Figure 6.

Cell-autonomous role for Dlx5/6 in controlling differentiation of PV⁺ cortical interneurons. E13.5 Dlx5^-/- or Dlx5/6^-/- mutant MGE cells were transplanted into a wild type postnatal day 0 (P0) cortex; the Lhx6-BAC GFP transgene was a reporter to follow the fate of MGE-derived cells several weeks after transplantation. (A∼D) Neocortical interneurons differentiated from transplanted Lhx6-GFP-expressing Dlx5/6^-/- precursors, as shown by double immunofluorescence with anti-PV, anti-SST, anti-NPY or anti-CR antibodies. E. Percentage of double-labeled cells in the neocortex of 2-month-old mice grafted with control (blue), Dlx5^-/- (yellow) and Dlx5/6^-/- (red) cells. The percentage of GFP⁺/PV⁺ double-positive cells is reduced in mice grafted with either the Dlx5^-/- or Dlx5/6^-/- MGE cells.
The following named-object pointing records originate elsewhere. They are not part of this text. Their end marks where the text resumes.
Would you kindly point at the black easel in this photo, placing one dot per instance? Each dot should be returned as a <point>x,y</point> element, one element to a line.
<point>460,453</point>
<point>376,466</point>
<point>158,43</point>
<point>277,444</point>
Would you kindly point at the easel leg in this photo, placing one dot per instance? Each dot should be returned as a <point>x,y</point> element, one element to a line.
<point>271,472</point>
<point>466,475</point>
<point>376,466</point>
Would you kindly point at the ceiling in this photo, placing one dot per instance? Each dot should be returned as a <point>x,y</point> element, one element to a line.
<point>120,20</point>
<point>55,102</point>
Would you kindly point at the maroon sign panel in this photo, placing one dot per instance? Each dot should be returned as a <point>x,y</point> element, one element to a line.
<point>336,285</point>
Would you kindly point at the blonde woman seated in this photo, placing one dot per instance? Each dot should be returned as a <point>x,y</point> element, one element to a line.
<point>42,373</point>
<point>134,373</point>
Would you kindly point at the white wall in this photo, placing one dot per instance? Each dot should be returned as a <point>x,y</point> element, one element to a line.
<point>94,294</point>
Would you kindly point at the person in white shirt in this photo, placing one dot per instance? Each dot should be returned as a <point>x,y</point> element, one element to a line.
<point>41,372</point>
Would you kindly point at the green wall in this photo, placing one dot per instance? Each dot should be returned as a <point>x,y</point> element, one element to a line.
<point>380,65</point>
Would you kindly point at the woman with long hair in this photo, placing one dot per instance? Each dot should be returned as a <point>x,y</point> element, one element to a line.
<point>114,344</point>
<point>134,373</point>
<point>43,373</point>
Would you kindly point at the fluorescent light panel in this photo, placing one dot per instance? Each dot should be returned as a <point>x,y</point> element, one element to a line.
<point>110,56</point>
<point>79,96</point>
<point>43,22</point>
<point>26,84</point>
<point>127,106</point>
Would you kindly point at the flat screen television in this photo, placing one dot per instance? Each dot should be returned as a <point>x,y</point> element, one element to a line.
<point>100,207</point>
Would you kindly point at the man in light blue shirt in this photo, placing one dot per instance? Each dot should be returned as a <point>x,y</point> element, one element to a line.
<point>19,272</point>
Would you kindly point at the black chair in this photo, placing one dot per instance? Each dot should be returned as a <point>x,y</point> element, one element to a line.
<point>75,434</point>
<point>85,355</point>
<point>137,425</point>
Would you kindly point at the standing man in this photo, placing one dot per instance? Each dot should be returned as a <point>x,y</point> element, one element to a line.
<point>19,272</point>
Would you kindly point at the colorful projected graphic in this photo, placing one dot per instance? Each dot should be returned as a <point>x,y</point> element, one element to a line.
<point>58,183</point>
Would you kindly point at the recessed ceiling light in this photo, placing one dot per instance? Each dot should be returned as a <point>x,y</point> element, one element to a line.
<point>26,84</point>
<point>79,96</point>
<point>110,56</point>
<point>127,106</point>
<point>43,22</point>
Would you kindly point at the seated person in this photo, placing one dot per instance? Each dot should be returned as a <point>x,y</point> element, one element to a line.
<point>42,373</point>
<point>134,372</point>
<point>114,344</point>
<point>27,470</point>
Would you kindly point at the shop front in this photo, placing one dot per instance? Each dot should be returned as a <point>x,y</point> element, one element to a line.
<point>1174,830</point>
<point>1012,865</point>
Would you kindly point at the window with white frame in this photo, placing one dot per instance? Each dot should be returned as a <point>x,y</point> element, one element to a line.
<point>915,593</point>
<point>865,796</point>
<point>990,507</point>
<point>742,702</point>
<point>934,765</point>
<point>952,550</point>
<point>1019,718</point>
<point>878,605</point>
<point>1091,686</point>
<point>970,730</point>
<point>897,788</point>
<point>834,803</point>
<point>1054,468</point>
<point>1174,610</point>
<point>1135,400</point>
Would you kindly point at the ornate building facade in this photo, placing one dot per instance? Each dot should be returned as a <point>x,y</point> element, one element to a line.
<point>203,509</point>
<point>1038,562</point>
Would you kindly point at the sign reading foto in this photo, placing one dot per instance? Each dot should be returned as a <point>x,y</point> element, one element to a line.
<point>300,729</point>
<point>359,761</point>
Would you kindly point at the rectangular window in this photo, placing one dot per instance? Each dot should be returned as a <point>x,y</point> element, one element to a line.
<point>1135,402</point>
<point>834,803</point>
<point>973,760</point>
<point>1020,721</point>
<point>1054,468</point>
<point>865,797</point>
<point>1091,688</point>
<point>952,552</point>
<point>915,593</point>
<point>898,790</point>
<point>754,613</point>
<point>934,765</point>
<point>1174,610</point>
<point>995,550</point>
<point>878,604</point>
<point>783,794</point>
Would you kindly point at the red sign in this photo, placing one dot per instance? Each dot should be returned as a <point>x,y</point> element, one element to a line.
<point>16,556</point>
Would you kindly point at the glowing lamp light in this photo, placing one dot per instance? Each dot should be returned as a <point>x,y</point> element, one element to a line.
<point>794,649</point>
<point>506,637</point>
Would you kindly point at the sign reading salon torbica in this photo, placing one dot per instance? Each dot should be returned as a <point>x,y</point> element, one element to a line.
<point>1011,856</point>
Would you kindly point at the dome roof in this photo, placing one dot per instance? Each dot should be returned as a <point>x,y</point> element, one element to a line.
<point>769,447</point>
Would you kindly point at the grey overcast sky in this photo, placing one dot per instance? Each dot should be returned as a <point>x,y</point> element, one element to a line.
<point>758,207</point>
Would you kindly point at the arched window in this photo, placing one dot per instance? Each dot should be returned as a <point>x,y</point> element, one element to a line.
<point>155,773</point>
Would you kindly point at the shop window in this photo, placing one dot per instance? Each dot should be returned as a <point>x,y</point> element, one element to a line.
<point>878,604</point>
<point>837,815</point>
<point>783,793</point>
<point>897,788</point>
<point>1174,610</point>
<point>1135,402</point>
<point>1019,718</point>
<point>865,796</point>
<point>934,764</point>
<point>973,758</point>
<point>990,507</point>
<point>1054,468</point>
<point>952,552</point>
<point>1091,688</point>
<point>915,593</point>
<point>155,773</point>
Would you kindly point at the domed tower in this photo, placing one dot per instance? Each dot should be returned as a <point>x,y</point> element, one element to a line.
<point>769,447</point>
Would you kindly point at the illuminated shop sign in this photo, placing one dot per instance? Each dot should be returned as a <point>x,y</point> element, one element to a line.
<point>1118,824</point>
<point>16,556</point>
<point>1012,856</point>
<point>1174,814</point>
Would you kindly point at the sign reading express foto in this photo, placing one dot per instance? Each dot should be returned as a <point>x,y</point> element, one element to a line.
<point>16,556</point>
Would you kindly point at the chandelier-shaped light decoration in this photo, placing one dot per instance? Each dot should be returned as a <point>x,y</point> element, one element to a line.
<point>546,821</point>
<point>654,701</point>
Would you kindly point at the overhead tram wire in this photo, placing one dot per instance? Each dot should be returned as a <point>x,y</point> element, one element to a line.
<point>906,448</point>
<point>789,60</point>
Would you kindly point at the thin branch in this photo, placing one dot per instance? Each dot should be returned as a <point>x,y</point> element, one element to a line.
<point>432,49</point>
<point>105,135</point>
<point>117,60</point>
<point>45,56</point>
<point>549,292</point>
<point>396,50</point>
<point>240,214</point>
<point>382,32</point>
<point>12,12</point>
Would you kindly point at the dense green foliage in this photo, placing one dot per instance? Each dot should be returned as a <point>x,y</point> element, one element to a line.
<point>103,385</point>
To analyze the morphology of GFP⁺/PV⁺ interneurons, Z-stack confocal image for dendrite analysis was used; a representative GFP⁺/PV⁺ grafted cell from Dlx5/6^-/- mutant is shown(F); the same cell was captured with Z-stack confocal image for dendrite analysis (F′). (G) Representative images of grafted PV⁺ neocortical interneurons from control, Dlx5^-/- and Dlx5/6^-/- mutants. (H∼K) Quantification of dendrite branching of PV⁺ interneurons from control (blue), Dlx5^-/- (yellow) and Dlx5/6^-/- (red) mutants. Note that, the number of branches is increased in Dlx5/6^-/- grafted PV⁺ interneurons. Scale bar: 100μm.